Musicians that supported The Cure is Knowledge Tour included Shad, Alexisonfire, Billy Talent, Cancer Bats, City and Colour, Moneen, Silverstein, All Time Low, and Lights. The Cure is Knowledge Tour also frequently worked with festivals like NXNE, SCENE Fest and Warped Tour under the Skate4Cancer logo, adding to their visibility.

In 2007, Skate4Cancer organized their own live music event in Winnipeg, marketed as Skate4Cancer Winnipeg. Money raised was donated to the Health Sciences Centre. The event was canceled after their 2013 event, citing lack of funding.

In the fall of 2013, Skate4Cancer opened their first pop-up shop in Toronto, where clothing was sold to support Wellspring.ca and movember.com. Over $20,000 was raised as a result of the fundraiser.
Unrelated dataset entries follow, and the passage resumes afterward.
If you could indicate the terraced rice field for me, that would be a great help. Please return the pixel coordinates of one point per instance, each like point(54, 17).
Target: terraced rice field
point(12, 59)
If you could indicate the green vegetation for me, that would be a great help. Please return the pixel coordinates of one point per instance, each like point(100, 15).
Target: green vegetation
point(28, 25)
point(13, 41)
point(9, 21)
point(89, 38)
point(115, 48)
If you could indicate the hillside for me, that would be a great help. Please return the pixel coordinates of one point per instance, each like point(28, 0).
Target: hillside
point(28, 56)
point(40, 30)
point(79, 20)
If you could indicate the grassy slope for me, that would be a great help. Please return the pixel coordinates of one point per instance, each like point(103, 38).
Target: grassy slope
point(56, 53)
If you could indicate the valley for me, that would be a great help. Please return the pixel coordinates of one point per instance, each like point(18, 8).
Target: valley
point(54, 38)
== Dream.Love.Cure Centre ==
In 2011, Rob Dyer announced his plan to create a children's cancer support centre called Dream Love Cure. Dream Love Cure, intended to be a place to support children "indirectly or directly impacted by the disease [cancer]."

In a 2014 blog, Skate4Cancer stated they would not be opening the Dream Love Cure Centre after Wellspring, a Canadian cancer support foundation and frequent partner organization, was starting their own youth-oriented support group.